People like me could be forgiven for using the same old words, because at its heart, it's the same old and wonderful story.
We don't know what was in the minds of the shepherds that first Christmas Eve. We know that they were a group of tough manual workers-perhaps like farm workers or building-site labourers today. They had left home to go out to work on a dark, cold winter's night.
And yet out of the darkness came something totally unexpected and frightening-something so magnificent and powerful that it challenged them to leave their sheep, their livelihood, to find out more. ‘Let us go over to Bethlehem and see this thing that has happened'.
And of course this happens for us as well - think of the family...
[For which he gives a contemporary example to liven up his sermon.]
The Bishop of Bradford was into literalisms too. In an otherwise sensible sermon about oppression around the world he veered off into the silly:
Thank goodness that the people of Egypt welcomed to themselves the Holy Family on the run from King Herod’s furious infanticide.
And then, in the church:
Nothing better expresses what we believe about God here with us than our sharing in this Eucharist tonight. Jesus is here in the crib and he will be here on this table in the form of bread and wine.
Here's a rough comparison from another appalling sermon, the Bishop of Norwich:
There are lots of reasons to be afraid in the Christmas story. Who wouldn’t be afraid away from home with nowhere to stay and about to give birth? Who wouldn’t be afraid when there was a despot like King Herod around?
He wasn’t above murdering members of his own family if he took a dislike to them, the sort of thing that’s gone on in North Korea in our world today only a couple of weeks ago. The Christmas story is very up to date.
There's no comparison: one is a myth without foundation and the other is a nasty and actual little power struggle where power and terror are used against an absence of authority.
This also works both ways. The myth gaining its power in the contemporary shows that the myth is current-dependent for its power, yet these salesmen of a religion all claim dependence in the myth itself.
The Bishop of Beverley was in his sort of non-home of a minster near me (he's not a geographical bishop but a roaming one who supports those who can't accept women priests as priests) and he hasn't been paying attention:
But the word which the Oxford Online Dictionary nominated as its word of 2013 was ‘selfie’: defined as
a photograph that one has taken of oneself, typically one taken with a smartphone or webcam and uploaded to a social media website.
Even the coverage of the funeral of Nelson Mandela was dominated by a selfie, as the Danish Prime Minister posed with David Cameron and Barak Obama. The selfie says: ‘Look at me. Look what I’m doing. Look who I’m with’. They are fun.
No it wasn't. It was dominated by a man waving his arms about who'd obviously applied for a job as a deaf signer and was accepted without anyone ever checking he was qualified.
He was probably at the nativity with hand movements saying, "Animals above, birds came with the birders, stars in your ice; read the tea leaves tomorrow; good moaning."
Chelmsford had one last statistic:
One saviour born in a stable at Bethlehem. Countless millions of people saved. A whole world changed.

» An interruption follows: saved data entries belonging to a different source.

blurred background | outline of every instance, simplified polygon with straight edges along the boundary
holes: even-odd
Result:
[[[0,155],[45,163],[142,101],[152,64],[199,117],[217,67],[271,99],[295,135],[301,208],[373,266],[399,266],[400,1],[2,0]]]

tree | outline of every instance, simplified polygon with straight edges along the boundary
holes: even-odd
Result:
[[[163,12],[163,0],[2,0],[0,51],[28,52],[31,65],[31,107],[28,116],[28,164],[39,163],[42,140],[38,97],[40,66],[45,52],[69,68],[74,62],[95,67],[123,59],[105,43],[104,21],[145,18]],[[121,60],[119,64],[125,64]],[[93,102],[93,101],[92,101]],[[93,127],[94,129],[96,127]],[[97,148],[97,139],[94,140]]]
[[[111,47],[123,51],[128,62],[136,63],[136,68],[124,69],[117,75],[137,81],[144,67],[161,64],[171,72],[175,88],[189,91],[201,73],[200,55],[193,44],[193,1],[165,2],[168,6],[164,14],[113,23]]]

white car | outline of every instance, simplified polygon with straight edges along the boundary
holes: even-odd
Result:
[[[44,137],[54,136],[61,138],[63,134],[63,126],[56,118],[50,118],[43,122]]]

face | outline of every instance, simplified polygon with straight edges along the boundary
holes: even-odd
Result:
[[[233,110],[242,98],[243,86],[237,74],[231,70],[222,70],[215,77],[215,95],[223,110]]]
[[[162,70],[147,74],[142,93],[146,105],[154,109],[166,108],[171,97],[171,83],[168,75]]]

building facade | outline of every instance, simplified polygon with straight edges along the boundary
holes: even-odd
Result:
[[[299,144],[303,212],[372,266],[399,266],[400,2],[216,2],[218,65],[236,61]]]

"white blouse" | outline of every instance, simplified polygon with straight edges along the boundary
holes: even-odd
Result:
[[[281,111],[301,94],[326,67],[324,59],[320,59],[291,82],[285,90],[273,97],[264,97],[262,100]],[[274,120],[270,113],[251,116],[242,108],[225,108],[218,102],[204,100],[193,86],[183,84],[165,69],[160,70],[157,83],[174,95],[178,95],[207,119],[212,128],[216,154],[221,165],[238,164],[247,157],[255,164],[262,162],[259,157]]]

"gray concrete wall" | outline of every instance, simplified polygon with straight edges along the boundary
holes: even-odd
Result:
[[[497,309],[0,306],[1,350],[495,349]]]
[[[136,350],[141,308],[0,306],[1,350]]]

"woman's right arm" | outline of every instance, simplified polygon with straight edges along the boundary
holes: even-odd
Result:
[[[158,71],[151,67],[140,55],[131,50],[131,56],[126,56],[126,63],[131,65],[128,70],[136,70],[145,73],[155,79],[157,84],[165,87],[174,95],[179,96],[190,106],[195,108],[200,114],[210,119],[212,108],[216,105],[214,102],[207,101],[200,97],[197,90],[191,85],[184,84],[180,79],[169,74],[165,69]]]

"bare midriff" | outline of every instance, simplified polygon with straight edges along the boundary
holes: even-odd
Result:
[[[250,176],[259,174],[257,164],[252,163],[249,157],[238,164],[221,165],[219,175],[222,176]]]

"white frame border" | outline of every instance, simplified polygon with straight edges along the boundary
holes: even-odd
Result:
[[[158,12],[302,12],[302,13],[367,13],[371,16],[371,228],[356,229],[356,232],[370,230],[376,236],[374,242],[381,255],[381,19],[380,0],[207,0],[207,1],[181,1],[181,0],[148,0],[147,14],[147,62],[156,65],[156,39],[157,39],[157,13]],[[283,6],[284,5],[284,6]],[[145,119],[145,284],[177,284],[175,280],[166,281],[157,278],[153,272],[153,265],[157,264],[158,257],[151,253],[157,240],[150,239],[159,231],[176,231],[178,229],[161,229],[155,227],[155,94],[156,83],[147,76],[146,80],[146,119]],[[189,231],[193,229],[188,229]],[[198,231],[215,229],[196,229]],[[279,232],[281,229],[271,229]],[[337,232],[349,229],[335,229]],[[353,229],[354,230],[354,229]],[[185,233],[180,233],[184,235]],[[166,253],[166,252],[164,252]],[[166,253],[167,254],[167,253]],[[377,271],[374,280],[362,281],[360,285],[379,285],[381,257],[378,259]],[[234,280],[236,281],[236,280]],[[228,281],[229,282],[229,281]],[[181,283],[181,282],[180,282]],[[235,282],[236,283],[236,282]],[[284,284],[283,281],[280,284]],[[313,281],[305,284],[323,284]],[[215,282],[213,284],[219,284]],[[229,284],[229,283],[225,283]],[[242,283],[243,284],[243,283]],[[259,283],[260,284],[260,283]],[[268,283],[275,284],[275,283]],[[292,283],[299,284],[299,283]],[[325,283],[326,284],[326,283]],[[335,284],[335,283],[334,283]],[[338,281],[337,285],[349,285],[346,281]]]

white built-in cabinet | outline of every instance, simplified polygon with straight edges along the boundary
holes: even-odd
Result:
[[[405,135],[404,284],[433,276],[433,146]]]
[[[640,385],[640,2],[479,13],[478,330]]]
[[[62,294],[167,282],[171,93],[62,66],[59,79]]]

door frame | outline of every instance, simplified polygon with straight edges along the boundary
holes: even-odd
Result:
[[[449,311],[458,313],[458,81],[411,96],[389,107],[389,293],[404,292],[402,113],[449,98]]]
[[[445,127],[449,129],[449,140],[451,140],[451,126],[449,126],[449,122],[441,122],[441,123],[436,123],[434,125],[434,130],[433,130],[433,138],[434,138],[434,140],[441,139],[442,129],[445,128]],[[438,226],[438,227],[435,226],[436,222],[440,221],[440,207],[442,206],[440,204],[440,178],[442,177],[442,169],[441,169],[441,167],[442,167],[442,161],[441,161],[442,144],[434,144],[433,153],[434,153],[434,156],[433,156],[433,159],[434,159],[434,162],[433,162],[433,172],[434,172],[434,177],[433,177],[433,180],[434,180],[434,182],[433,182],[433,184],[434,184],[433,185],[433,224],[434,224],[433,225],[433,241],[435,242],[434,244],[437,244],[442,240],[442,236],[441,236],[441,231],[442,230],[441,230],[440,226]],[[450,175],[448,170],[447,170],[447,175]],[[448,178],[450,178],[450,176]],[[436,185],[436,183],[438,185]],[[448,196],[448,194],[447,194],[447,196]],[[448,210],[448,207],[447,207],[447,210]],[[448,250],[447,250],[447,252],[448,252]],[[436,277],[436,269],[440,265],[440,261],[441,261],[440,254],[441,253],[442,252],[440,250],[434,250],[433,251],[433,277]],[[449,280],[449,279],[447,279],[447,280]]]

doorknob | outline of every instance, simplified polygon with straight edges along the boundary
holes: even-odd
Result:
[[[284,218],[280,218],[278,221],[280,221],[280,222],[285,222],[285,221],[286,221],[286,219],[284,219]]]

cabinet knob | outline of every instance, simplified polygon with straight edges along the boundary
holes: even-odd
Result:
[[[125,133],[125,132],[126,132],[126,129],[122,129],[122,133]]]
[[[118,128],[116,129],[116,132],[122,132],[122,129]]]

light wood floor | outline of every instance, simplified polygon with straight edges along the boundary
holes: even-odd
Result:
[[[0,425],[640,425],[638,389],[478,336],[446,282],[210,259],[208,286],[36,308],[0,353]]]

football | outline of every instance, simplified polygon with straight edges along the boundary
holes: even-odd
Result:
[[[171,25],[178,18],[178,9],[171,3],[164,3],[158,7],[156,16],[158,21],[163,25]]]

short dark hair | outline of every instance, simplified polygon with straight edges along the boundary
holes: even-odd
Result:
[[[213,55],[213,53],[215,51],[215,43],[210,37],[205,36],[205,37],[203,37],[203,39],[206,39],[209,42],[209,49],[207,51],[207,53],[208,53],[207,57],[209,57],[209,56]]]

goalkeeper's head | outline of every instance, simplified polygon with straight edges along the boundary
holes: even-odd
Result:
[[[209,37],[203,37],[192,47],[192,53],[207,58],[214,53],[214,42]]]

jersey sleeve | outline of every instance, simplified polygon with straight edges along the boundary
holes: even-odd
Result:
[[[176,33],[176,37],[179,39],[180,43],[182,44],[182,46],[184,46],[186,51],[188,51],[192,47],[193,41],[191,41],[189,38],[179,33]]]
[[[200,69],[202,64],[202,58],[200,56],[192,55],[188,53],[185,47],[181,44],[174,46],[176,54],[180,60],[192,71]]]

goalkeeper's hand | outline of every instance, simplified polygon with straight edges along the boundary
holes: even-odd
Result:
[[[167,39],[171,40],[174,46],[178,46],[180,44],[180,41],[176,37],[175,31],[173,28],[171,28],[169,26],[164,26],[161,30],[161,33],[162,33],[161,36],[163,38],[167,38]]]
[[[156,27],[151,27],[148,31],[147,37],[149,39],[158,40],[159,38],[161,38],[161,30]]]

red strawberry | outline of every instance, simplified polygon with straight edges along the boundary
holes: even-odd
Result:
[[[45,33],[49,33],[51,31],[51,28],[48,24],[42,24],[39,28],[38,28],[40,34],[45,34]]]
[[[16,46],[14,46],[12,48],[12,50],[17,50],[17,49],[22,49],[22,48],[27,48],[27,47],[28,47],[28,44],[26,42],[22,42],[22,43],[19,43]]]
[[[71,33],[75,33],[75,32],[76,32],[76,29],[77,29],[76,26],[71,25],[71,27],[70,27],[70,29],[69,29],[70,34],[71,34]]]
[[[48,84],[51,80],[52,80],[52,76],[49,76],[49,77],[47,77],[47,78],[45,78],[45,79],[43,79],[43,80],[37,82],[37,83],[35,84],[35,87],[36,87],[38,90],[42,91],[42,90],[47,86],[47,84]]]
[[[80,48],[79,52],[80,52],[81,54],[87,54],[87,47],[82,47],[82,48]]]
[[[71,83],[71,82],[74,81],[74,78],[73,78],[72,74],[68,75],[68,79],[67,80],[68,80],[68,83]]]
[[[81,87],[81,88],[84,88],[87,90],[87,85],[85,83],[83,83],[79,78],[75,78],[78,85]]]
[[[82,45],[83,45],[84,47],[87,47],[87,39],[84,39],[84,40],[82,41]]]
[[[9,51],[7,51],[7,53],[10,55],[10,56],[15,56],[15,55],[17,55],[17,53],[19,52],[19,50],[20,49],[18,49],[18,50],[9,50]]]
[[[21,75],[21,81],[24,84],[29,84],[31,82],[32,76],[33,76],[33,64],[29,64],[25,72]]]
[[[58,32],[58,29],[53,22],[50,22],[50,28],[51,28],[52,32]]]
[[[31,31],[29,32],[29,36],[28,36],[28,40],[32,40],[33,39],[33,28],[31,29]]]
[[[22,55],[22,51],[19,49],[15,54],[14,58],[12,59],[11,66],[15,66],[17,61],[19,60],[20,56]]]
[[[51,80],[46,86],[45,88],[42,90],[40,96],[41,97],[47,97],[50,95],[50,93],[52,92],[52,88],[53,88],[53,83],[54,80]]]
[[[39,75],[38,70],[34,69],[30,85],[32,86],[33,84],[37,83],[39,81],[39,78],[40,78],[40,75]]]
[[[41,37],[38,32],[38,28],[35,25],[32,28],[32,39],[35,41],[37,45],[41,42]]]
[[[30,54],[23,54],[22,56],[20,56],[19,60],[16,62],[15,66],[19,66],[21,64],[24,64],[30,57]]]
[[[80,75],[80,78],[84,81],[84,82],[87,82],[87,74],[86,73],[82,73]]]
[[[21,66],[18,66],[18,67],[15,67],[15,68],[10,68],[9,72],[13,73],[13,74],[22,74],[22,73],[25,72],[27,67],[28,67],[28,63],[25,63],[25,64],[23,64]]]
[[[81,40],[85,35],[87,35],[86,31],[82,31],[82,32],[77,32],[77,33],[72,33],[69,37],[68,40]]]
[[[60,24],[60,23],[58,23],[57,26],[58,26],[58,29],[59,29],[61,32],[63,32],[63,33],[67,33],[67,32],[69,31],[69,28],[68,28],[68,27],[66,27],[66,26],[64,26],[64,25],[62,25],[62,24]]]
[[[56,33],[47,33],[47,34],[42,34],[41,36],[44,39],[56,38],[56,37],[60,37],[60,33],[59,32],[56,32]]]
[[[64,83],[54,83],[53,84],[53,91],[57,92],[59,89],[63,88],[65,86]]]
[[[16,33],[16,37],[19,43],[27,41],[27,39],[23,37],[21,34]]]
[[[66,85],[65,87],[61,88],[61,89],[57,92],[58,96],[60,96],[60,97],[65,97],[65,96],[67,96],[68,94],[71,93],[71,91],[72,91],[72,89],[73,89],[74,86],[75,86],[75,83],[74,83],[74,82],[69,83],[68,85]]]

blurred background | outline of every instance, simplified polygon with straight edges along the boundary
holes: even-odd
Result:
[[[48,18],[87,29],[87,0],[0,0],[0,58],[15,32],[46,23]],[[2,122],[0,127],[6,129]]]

Well, there are lies, damned lies and statistics. What happened? Did I miss it?
Gloucester also mixed reality and metaphors; All the homeless, but one deliberate homeless:
That’s what Christmas is all about, the messy mix, in which God in Jesus Christ chose to live, born on Christmas Day, to inhabit the mix, to share the mess and to make a stupendous difference. Yes, because he was God with us, one homeless child at Christmas was the sign of love and the source of salvation.
No wonder this religion is in trouble. Some of its chief advocates tie themselves in rhetorical knots and add a 'donkey' into the nativity - and I can hear the comparison now between a donkey and a deity.